Motion picture production costs have soared to astronomical heights.
At least that’s the picture that emerges from a quick review of the trade papers’ reports on movie budgets through the years.
However, making any overview of these costs somewhat problematic is the tradition of secrecy among Hollywood filmmakers when it comes to sharing accurate numbers with the filmgoing public.
Some Older Films Costly Too
While the general trend line for movie production budgets seems to be moving ever higher, some older films boast pretty staggering price tags when their reported budgets are adjusted for inflation.
In a late 2012 review of big-budget films, BusinessInsider, an online business news source, said the title for the most costly film went to 2007’s “Pirates of the Caribbean: At World’s End” with an estimated budget of $334.5 million.
Coming in second was 1963’s ill-fated “Cleopatra,” with an estimated budget — in today’s dollars — of $325 million. In third place was James Cameron’s 1997 production of “Titantic,” which cost $288.2 million, adjusted for inflation. “Spider-Man 3,” released in 2007, came in fourth with an estimated budget of $287.8 million.
MPAA No Longer Reporting Film Costs
Testifying to the questionable accuracy of production cost estimates from the filmmakers was a 2009 decision by the Motion Picture Association of America to stop reporting movie production and marketing costs.
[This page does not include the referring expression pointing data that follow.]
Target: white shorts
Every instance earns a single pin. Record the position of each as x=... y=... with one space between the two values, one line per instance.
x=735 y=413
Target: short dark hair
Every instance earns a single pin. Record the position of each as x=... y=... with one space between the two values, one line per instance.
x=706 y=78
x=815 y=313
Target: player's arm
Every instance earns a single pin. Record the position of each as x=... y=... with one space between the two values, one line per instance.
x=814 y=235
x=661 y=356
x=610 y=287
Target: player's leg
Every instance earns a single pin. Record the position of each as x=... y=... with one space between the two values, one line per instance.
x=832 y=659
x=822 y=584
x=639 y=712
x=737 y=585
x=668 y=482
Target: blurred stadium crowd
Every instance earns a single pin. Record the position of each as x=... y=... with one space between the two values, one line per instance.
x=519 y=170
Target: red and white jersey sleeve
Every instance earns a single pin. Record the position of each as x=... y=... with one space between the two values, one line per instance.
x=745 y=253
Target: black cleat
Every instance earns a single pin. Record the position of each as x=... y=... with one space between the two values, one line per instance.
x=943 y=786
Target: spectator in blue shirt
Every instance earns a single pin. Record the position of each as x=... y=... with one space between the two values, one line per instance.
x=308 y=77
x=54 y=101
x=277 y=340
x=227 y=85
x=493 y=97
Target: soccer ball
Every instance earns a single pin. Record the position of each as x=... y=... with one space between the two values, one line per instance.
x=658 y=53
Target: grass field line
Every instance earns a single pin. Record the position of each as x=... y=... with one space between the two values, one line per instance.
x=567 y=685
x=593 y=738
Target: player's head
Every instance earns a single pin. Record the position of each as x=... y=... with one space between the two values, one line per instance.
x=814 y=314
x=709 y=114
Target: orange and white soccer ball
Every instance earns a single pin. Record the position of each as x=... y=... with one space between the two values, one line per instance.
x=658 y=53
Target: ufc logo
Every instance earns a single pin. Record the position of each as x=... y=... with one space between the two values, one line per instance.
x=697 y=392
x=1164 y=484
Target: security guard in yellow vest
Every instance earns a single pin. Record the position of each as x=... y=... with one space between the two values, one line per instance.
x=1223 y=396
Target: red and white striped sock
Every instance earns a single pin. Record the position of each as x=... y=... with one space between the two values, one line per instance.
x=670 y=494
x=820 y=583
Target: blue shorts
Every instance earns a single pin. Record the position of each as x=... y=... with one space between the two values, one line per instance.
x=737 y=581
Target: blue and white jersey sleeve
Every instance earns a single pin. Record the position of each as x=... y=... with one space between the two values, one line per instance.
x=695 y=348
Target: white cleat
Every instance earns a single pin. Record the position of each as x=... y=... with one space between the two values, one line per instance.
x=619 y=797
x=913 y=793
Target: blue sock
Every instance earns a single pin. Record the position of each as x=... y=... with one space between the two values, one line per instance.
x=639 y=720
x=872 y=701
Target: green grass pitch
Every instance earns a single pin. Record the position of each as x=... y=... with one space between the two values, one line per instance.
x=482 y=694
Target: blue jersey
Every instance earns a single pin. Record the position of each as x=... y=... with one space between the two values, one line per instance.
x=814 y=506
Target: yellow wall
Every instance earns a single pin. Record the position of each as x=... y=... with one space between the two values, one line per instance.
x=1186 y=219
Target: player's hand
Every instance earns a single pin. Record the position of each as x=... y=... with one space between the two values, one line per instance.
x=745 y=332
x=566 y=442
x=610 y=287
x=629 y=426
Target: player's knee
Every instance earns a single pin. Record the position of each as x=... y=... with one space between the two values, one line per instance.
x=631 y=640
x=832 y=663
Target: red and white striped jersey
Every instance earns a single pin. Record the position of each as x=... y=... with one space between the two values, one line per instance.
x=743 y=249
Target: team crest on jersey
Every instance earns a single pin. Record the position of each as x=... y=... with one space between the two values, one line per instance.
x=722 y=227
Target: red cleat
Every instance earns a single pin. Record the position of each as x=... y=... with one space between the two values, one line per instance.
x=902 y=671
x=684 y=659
Dan Glickman, who was then the chief executive of MPAA, told The New York Times that its decision to scrap this part of its annual state-of-the-business report was based on the problems involved in collecting accurate data. He said he’d been concerned “about the validity of those number for years.”
Budgets Climb Ever Higher
Even without verifiable figures for today’s average movie budgets, there is little question that they are high and climbing higher.
Although an occasional “little-film-that-could” gets put together on an unbelievably low budget but goes on to make big box office, most average films cost plenty. All of which begs this question:
How much revenue must a big-budget film generate to pay back its producers and other backers?
Movie Profits Elusive
Movie industry insiders estimate that a film needs to make at least twice its production costs to achieve a profit.
Here too, we enter the realm of fuzzy math, because there are other costs to consider in the determination of a film’s profitability.
The biggest of these expenses, of course, is marketing. No matter how much you spend on a film, it’s doubtful people will be lining up to see it if they don’t know about it. So advertising is key.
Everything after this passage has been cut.